Подошел боярин Евдоким Батов, теранул ребром ладони темные усы, размашисто перекрестил стоящих на коленях парня и девушку:
— Благословляю вас, дети мои. Живите в счастии и радости, — и снова принялся отчаянно тереть усы и дергать бороду.
— Так что, Варлам, — повернула Юля голову к боярину. — Муж ты мне теперь, получается?
— Жених, — покачал тот головой. — Мужем стану, когда в церкви повенчаемся.
— Есть время передумать, — усмехнулась девушка. — Конь-то далеко?
— Да, — Варлам взял ее за руку и крепко сжал. — А часовня во дворе.
После того, как молодых трижды обвели вокруг аналоя, и божьим соизволением Юля приобрела фамилию Батовой, отец Тимофей вспомнил еще одну важную вещь:
— А ведь я купцу молодому ковер персидский обещал показать! Ой забыл, забыл. Ну, идем за мной…
Иеромонах проводил мужа с женой к Юлиной избе, пропустил внутрь, затем прикрыл дверь и подпер ее колышком.
— Ну, пусть дочь моя купцу ковры показывает, товары расхваливает, а у нас торгового дела в доме нет. Мы можем пока плоть свою пищей естественной подкрепить, да сбитеня горячего выпить. Зинаида, неси угощение к столу!
Собственно, столы были накрыты заранее: миски, пироги, кувшины с самодельным вином, пока еще больше напоминающие обычную брагу. Кухарки, поняв, что свадебный обряд близится к завершению, принялись переставлять на стол блюда с мясными угощениями, и Зинаиде осталось донести только водку. С нее-то заскучавшие по нормальному человеческому напитку одноклубники и начали.
— Горько! — по привычке крикнул Архин, но первым же понял свою ошибку и под общий смех сел обратно за стол, целоваться за которым нынче было некому. — В общем, за здоровье молодых!
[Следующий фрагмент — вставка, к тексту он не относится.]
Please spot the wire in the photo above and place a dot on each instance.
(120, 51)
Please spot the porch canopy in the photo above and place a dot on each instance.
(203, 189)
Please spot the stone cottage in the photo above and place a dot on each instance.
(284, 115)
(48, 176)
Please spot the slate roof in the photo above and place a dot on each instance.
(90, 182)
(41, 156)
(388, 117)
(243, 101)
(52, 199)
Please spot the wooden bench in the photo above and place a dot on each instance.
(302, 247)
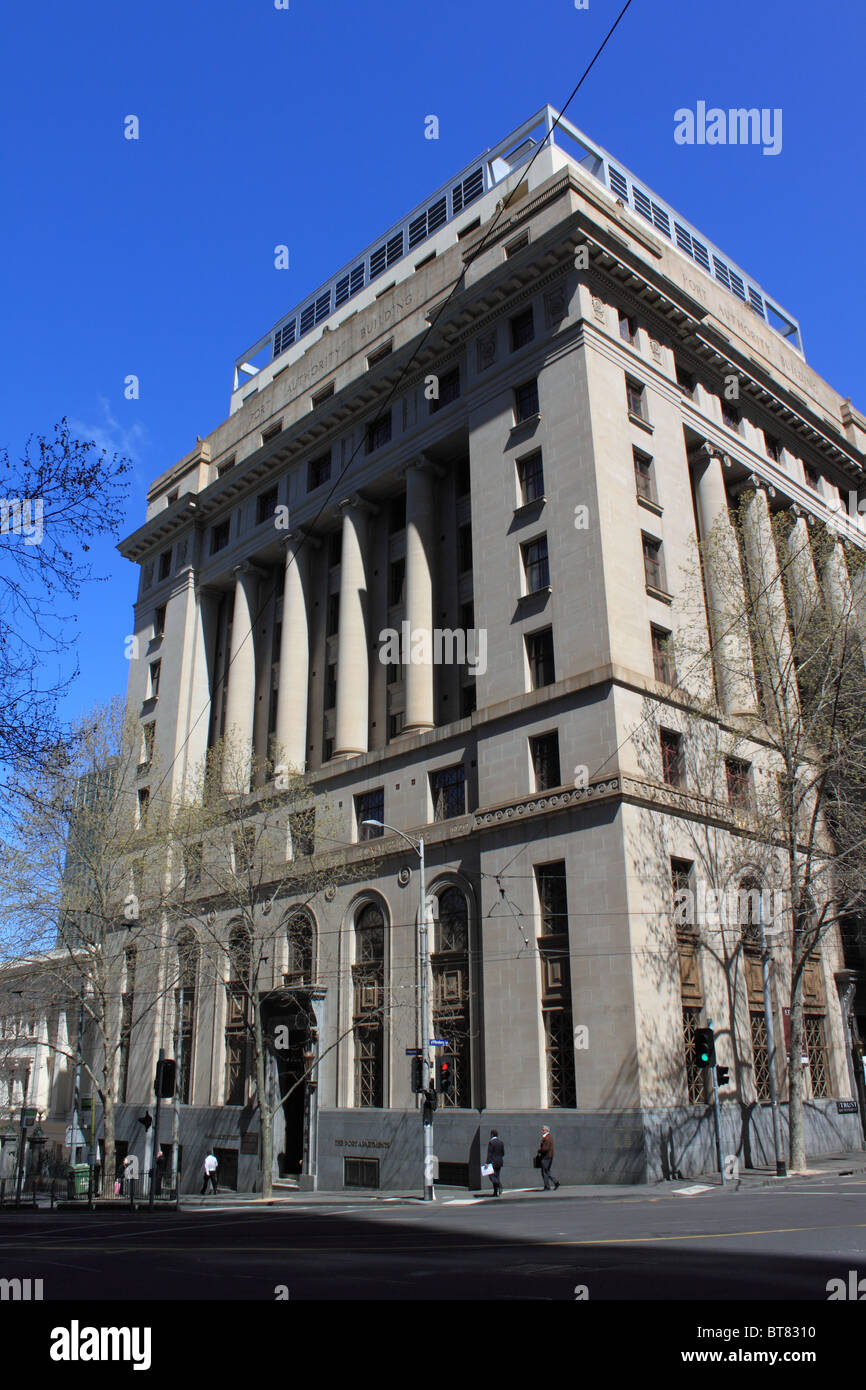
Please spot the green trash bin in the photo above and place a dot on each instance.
(78, 1180)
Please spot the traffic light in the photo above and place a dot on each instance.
(705, 1047)
(166, 1077)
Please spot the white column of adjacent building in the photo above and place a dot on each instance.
(724, 592)
(292, 697)
(353, 641)
(419, 674)
(769, 610)
(241, 694)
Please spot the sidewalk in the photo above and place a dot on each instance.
(289, 1196)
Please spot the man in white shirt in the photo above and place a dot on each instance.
(210, 1172)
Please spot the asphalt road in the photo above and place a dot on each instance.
(751, 1244)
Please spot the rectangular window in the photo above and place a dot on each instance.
(654, 567)
(535, 565)
(672, 758)
(644, 477)
(635, 395)
(319, 471)
(523, 328)
(449, 389)
(531, 478)
(540, 655)
(544, 751)
(662, 655)
(526, 401)
(628, 328)
(448, 790)
(738, 776)
(370, 805)
(266, 506)
(378, 432)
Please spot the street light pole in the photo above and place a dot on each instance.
(427, 1073)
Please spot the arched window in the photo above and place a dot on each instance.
(185, 1007)
(300, 931)
(452, 994)
(369, 982)
(237, 1015)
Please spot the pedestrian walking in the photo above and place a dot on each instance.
(495, 1158)
(210, 1172)
(545, 1153)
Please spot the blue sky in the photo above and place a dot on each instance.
(306, 127)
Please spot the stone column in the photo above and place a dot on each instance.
(724, 592)
(353, 642)
(419, 674)
(241, 694)
(292, 697)
(768, 608)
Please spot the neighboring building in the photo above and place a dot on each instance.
(541, 503)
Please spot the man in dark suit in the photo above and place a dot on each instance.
(495, 1157)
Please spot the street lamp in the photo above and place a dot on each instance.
(426, 1064)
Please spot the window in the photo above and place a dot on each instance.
(452, 994)
(369, 982)
(545, 761)
(302, 950)
(266, 506)
(449, 389)
(448, 790)
(687, 381)
(523, 328)
(531, 478)
(738, 776)
(378, 432)
(672, 758)
(380, 353)
(628, 328)
(654, 569)
(662, 655)
(370, 805)
(644, 477)
(464, 548)
(635, 395)
(540, 655)
(535, 565)
(526, 401)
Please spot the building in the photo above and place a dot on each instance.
(502, 426)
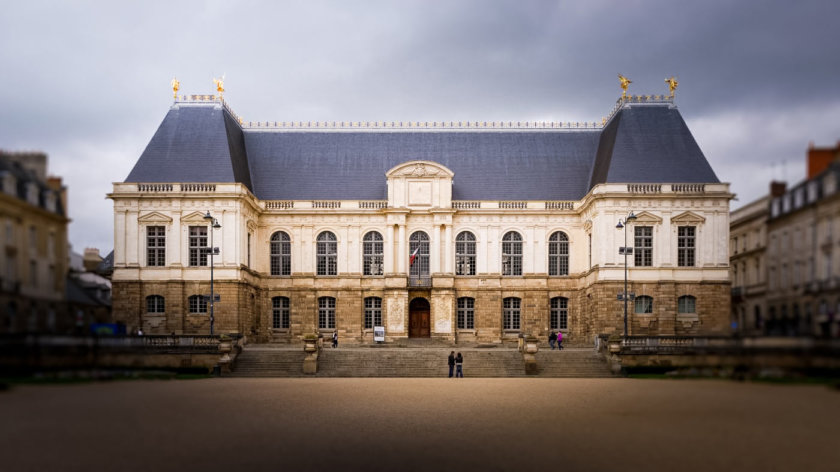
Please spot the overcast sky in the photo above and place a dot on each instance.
(88, 82)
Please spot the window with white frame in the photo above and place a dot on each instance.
(559, 317)
(687, 304)
(280, 313)
(155, 304)
(198, 246)
(373, 261)
(326, 313)
(197, 304)
(155, 246)
(643, 251)
(465, 253)
(466, 313)
(281, 254)
(558, 254)
(644, 304)
(511, 313)
(327, 254)
(373, 312)
(512, 253)
(685, 245)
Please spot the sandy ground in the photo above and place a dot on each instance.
(420, 424)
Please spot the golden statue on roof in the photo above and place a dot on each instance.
(624, 83)
(672, 84)
(220, 85)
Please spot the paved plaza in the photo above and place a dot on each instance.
(420, 424)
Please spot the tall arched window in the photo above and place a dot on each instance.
(465, 254)
(372, 259)
(280, 313)
(558, 254)
(686, 304)
(155, 304)
(326, 313)
(418, 246)
(511, 313)
(281, 254)
(512, 253)
(644, 304)
(327, 254)
(373, 312)
(197, 304)
(559, 318)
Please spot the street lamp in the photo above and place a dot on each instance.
(623, 224)
(214, 224)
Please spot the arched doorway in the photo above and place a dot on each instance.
(418, 318)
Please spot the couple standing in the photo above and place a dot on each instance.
(456, 361)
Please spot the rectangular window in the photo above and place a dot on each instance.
(511, 313)
(466, 313)
(198, 246)
(326, 313)
(155, 246)
(373, 312)
(643, 246)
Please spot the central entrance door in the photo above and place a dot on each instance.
(418, 319)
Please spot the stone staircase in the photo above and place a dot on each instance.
(274, 361)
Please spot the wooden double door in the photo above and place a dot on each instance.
(419, 316)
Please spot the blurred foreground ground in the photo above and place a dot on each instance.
(420, 424)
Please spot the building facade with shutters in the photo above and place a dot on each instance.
(472, 231)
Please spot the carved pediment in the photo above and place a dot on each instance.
(194, 217)
(688, 217)
(647, 218)
(154, 217)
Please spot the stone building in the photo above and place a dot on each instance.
(461, 231)
(33, 246)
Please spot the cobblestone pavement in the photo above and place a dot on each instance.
(420, 424)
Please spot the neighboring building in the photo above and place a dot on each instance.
(803, 252)
(468, 231)
(33, 246)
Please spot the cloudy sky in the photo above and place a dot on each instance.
(88, 82)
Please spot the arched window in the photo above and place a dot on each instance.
(372, 259)
(197, 304)
(559, 318)
(326, 313)
(511, 313)
(418, 246)
(281, 254)
(373, 312)
(512, 253)
(465, 254)
(327, 254)
(280, 313)
(155, 304)
(466, 313)
(558, 254)
(644, 304)
(687, 304)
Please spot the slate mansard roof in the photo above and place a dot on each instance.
(641, 143)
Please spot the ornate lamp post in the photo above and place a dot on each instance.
(622, 224)
(214, 224)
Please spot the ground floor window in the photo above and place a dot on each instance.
(326, 313)
(511, 313)
(466, 313)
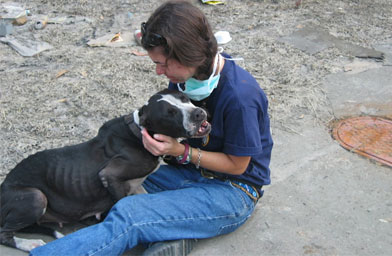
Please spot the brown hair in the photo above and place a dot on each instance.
(188, 36)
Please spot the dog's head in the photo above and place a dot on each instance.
(171, 113)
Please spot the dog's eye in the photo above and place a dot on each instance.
(184, 98)
(172, 111)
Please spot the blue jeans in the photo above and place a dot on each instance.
(181, 204)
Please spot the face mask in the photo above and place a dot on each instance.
(198, 90)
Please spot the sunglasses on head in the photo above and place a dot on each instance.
(151, 39)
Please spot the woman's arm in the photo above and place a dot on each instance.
(215, 161)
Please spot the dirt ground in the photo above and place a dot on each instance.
(61, 96)
(41, 110)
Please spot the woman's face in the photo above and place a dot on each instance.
(172, 69)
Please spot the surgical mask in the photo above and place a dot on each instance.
(198, 90)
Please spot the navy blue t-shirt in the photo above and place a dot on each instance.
(240, 122)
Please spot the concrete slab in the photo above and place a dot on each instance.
(313, 39)
(365, 93)
(324, 201)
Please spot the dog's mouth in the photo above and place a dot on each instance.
(204, 129)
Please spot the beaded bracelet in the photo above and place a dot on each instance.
(186, 157)
(198, 158)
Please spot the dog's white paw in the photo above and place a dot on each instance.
(28, 244)
(57, 234)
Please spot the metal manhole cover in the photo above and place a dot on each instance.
(367, 136)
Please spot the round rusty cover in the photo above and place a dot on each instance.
(368, 136)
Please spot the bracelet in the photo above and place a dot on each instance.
(198, 158)
(182, 159)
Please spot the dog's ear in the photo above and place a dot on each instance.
(143, 120)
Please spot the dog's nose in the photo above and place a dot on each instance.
(198, 115)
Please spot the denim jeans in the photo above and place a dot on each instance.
(180, 204)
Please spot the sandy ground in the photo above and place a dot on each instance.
(63, 95)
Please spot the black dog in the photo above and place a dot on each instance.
(72, 183)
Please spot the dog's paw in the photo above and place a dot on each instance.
(104, 181)
(57, 234)
(28, 244)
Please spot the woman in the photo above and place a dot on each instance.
(212, 184)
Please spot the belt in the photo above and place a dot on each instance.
(250, 190)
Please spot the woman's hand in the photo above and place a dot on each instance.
(161, 144)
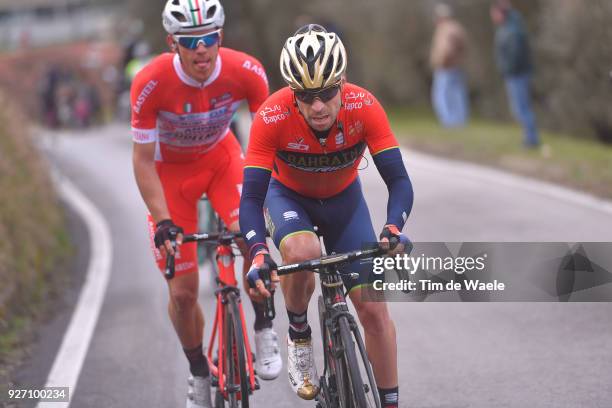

Народ дружно выпил, вспоминая теплые ощущения крепкого алкоголя, почти сразу повторил.
— Надо аппарат самогонный собрать, — зачесал голову Картышев. — Дело-то элементарное, а потом гони, хоть из тараканов.
— Ты их сперва заведи, — хмыкнул Малохин. — Вот картошечки бы хоть немного. Как представлю ее, рассыпчатую…
— И закурить, — поддакнул Архин. — Ну что, еще по одной?
— Закусывайте ребята, закусывайте, — напомнила, проходя вдоль стола, Тамара.
— Неправильно это! — мотнул головой Зализа. — За государя нашего, Ивана Васильевича, никто не выпил. Давай, отец Тимофей, добавь мне сбитенька своего горячего.
— За государя нужно, — и не подумали спорить одноклубники.
Пир шел своим чередом, напоминая десятки и сотни других подобных пиров. Захмелевшие после водки одноклубники перешли на свою бражку, большая компания разбилась на множество отдельных групп, каждая из которых вела свой разговор и пила сама по себе. Боярин Иванов вместе с сыном, которым наравне с Зализой досталось по ковшу водки, мирно почивали на травке, но сам опричник и живучий татарин Абенов еще крепились, и даже пытались добавить к уже выпитому понемногу кисловатой бражки.